In Seattle the farebox has been implicated in accidents, says Glen Travis, vice president of Local 587 of the Amalgamated Transit Union. Last year the Seattle transit agency tried to fire a driver for hitting a pedestrian, but backed off after a union consultant detailed the bus's blind spots, most notably
the farebox.

Last September, Senten filed a complaint with the Oregon Occupational Safety and Health Division. Tri-Met told the state it would consider adding new mirrors to address the blind spot, but has not done so.

Senten thinks the agency can do more. He says the farebox should be covered in defensive-driving workshops. He wonders whether Tri-Met could sink the farebox into the floor of the Gillig, as has been tried in other cities.

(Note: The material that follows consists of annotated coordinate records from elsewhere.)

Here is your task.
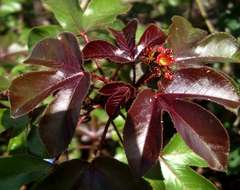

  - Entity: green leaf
[160,134,216,190]
[44,0,128,34]
[193,32,240,62]
[161,157,216,190]
[28,25,62,49]
[36,157,151,190]
[8,129,27,155]
[0,76,10,91]
[162,134,208,167]
[167,16,240,64]
[0,109,29,137]
[0,155,51,190]
[167,16,207,55]
[44,0,83,33]
[82,0,128,31]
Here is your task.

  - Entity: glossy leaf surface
[0,109,29,138]
[123,90,162,176]
[37,157,151,190]
[99,82,135,117]
[0,156,51,190]
[10,33,90,156]
[160,97,229,171]
[167,16,240,65]
[28,25,62,49]
[160,67,240,108]
[83,20,165,63]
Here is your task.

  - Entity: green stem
[196,0,216,33]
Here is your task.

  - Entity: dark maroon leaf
[10,33,90,156]
[137,24,166,55]
[83,20,166,63]
[160,67,240,108]
[99,82,135,118]
[110,19,137,58]
[36,157,151,190]
[39,73,90,156]
[159,96,229,171]
[83,40,132,63]
[123,90,162,176]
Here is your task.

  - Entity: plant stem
[196,0,216,33]
[132,63,136,85]
[98,117,112,151]
[112,121,123,145]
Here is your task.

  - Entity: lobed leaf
[160,157,217,190]
[137,24,166,55]
[110,19,137,59]
[123,90,162,176]
[36,157,150,190]
[82,0,129,31]
[167,16,240,65]
[44,0,83,33]
[28,25,62,49]
[9,33,90,156]
[99,82,135,118]
[83,20,166,63]
[161,134,208,167]
[0,155,51,189]
[159,96,229,171]
[160,67,240,108]
[39,73,90,156]
[82,40,133,63]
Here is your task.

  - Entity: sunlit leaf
[0,156,51,190]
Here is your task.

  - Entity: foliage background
[0,0,240,190]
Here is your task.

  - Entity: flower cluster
[142,46,175,80]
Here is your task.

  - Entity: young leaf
[37,157,150,190]
[9,33,90,156]
[83,20,166,63]
[82,0,129,31]
[99,82,135,118]
[159,96,229,171]
[0,156,51,189]
[167,16,240,64]
[123,90,162,176]
[167,16,207,57]
[160,67,240,108]
[44,0,128,34]
[160,134,216,190]
[28,25,62,49]
[162,134,208,167]
[44,0,83,34]
[160,157,217,190]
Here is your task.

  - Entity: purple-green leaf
[159,96,229,171]
[83,20,166,63]
[9,33,90,156]
[36,157,151,190]
[99,82,135,118]
[160,67,240,108]
[123,90,162,176]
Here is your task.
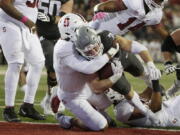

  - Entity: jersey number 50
[26,0,39,8]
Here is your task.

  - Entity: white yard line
[0,102,40,109]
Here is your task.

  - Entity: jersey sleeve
[99,30,115,53]
[61,0,70,4]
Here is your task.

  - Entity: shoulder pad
[98,30,114,40]
[55,40,73,57]
[61,0,69,4]
[123,0,145,16]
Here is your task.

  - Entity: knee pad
[30,61,45,69]
[176,64,180,80]
[8,63,23,72]
[161,35,177,53]
[112,79,131,95]
[47,71,57,87]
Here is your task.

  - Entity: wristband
[152,80,161,92]
[59,11,66,17]
[107,47,117,58]
[20,16,28,23]
[164,61,173,65]
[109,75,121,84]
[147,61,155,67]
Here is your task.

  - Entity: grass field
[0,64,175,126]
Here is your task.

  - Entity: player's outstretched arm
[94,0,127,13]
[1,0,36,33]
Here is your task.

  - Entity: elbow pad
[131,41,147,54]
[161,35,177,53]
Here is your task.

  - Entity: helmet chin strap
[145,0,167,10]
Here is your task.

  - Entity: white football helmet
[58,13,87,41]
[74,26,104,59]
[145,0,168,10]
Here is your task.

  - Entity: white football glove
[164,63,176,75]
[147,61,161,80]
[107,43,119,58]
[37,12,50,22]
[109,60,124,84]
[104,88,125,105]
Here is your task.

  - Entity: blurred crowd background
[0,0,180,64]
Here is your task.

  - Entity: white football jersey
[89,0,163,35]
[54,40,90,92]
[0,0,39,25]
[53,40,109,92]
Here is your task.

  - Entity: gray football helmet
[75,26,104,59]
[145,0,168,10]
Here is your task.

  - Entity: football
[98,63,113,79]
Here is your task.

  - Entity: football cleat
[40,94,54,115]
[50,86,65,113]
[56,113,73,129]
[166,81,180,97]
[3,107,21,122]
[19,103,45,120]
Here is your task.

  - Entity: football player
[36,0,73,114]
[91,0,168,38]
[115,83,180,127]
[54,13,122,131]
[161,29,180,97]
[89,0,168,101]
[0,0,45,122]
[54,14,160,129]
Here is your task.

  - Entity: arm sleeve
[63,54,109,74]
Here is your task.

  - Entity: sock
[24,63,44,104]
[5,63,22,106]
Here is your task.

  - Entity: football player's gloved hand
[164,61,176,75]
[109,60,123,84]
[94,4,101,14]
[93,12,106,21]
[147,61,161,80]
[37,12,50,22]
[107,43,119,59]
[104,89,125,105]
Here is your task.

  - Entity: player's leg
[58,99,107,131]
[162,29,180,97]
[19,35,45,120]
[0,23,24,122]
[19,61,28,91]
[41,39,57,114]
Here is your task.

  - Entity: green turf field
[0,64,175,126]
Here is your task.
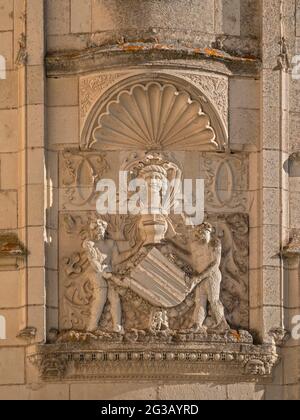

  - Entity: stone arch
[81,73,228,152]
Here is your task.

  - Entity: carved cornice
[28,343,279,382]
[46,43,260,76]
[0,233,26,269]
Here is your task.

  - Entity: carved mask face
[91,220,107,241]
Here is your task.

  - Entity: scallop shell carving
[90,82,219,151]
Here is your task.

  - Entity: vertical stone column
[259,0,299,398]
[15,0,48,342]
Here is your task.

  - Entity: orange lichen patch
[122,44,147,52]
[230,330,241,341]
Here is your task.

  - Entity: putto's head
[90,219,108,241]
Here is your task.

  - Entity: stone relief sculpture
[82,220,123,333]
[61,154,238,336]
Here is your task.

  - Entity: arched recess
[81,73,228,152]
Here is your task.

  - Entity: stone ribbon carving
[87,82,221,151]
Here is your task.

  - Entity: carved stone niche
[29,77,278,382]
[0,232,27,270]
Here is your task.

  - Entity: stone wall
[0,0,300,400]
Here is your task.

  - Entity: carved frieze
[79,72,127,125]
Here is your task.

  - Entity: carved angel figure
[82,220,124,333]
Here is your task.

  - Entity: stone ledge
[28,343,279,383]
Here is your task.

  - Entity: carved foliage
[80,73,126,119]
[203,153,248,212]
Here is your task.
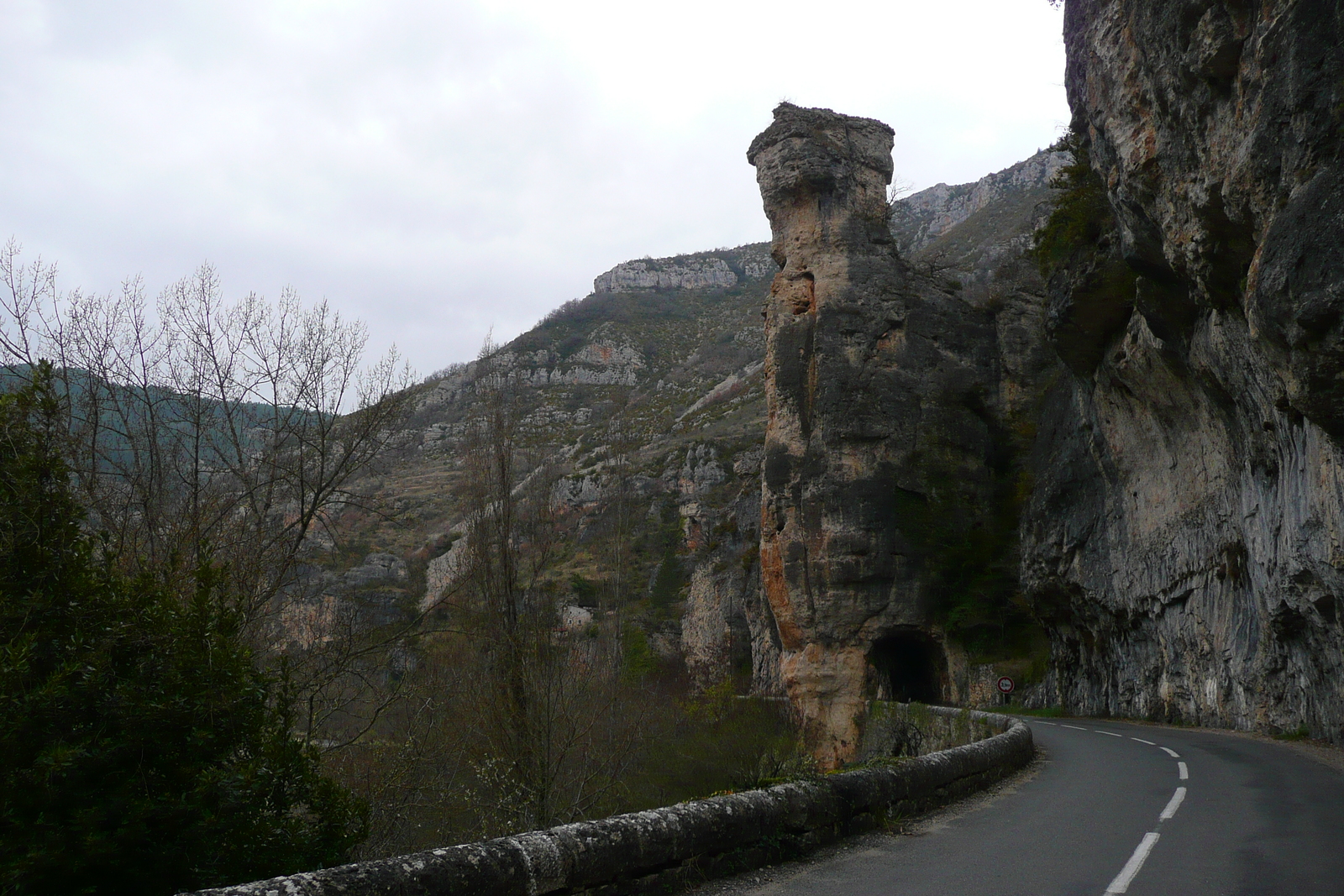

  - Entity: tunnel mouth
[869,630,948,704]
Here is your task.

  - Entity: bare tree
[448,345,638,833]
[0,240,410,628]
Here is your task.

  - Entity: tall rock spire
[748,103,993,766]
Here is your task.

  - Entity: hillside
[302,153,1059,694]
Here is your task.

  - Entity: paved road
[709,719,1344,896]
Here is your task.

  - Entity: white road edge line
[1158,787,1185,820]
[1106,833,1158,896]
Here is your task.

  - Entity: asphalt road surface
[699,719,1344,896]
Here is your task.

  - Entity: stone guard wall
[184,706,1033,896]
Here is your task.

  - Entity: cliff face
[1021,0,1344,740]
[748,103,996,763]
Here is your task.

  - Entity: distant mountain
[296,153,1063,693]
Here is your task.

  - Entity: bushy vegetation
[1031,130,1114,280]
[0,365,365,896]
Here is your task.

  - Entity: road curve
[699,719,1344,896]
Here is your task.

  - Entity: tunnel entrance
[869,631,948,703]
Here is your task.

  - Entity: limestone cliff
[1023,0,1344,740]
[748,103,996,764]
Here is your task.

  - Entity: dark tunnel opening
[869,631,948,703]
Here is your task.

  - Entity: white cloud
[0,0,1067,371]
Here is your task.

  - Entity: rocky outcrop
[1023,0,1344,740]
[891,149,1068,257]
[748,103,995,764]
[593,246,774,293]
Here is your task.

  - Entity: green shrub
[0,367,367,896]
[1030,130,1114,280]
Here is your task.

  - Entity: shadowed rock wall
[748,103,995,764]
[1023,0,1344,740]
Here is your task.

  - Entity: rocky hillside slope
[1023,0,1344,740]
[302,155,1058,715]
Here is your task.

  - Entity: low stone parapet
[186,706,1033,896]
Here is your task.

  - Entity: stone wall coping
[191,706,1033,896]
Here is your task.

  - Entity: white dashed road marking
[1096,726,1189,896]
[1158,787,1185,820]
[1106,833,1158,896]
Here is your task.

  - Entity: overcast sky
[0,0,1068,375]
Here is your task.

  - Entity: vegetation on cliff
[0,365,365,894]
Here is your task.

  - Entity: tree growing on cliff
[446,345,640,834]
[0,363,365,896]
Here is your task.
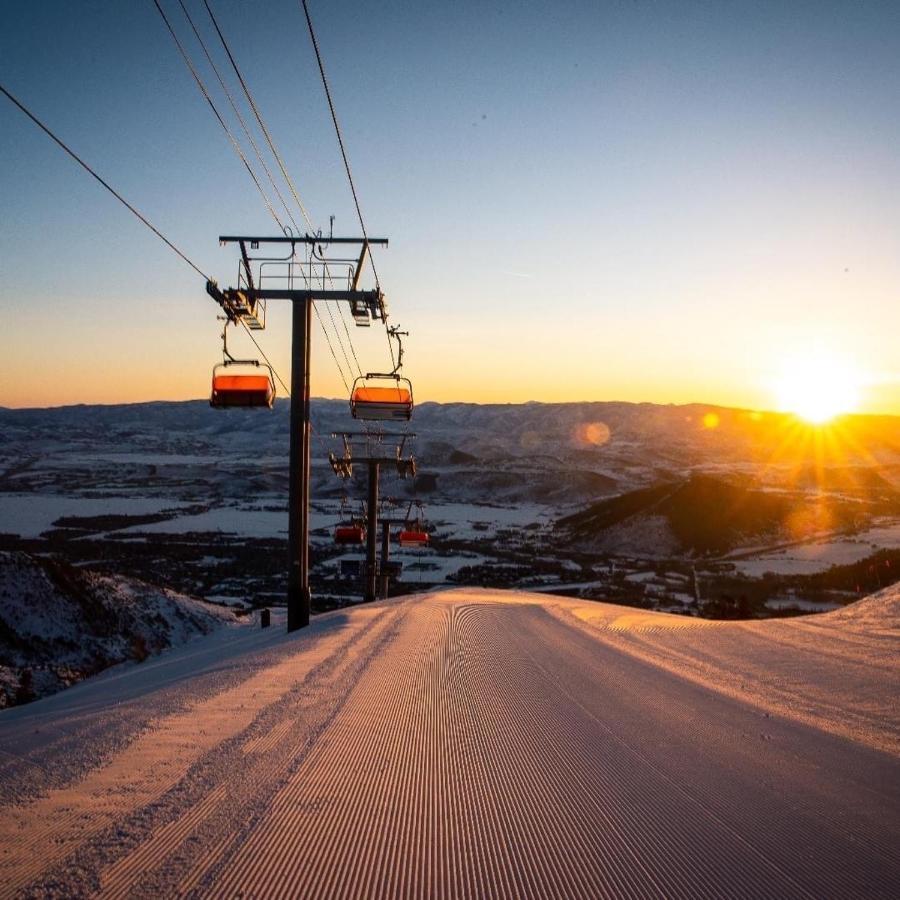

Lastly, he thinks the agency could do more to switch around fareboxes, using Gilligs with short fareboxes on the least-used lines.

But Saporta, who chairs the safety committee of the American Public Transportation Association, says fixing the problem "is not as easy as it might appear." Lowering the floor does not work well, and the agency's money is better spent on other issues, says Saporta, adding, "There are safety issues and there are safety issues--they vary in degree of severity."

After years of raising the issue, Senten may have finally found a champion in Wally Feist, a 24-year bus driver who was narrowly elected president of Portland's ATU local last month.

"I don't have a lot of compassion for Tri-Met on this issue," says Feist. "Harry Saporta is very conscientious when it comes to safety, but this has been an issue for two years. When are they going to do something about it?"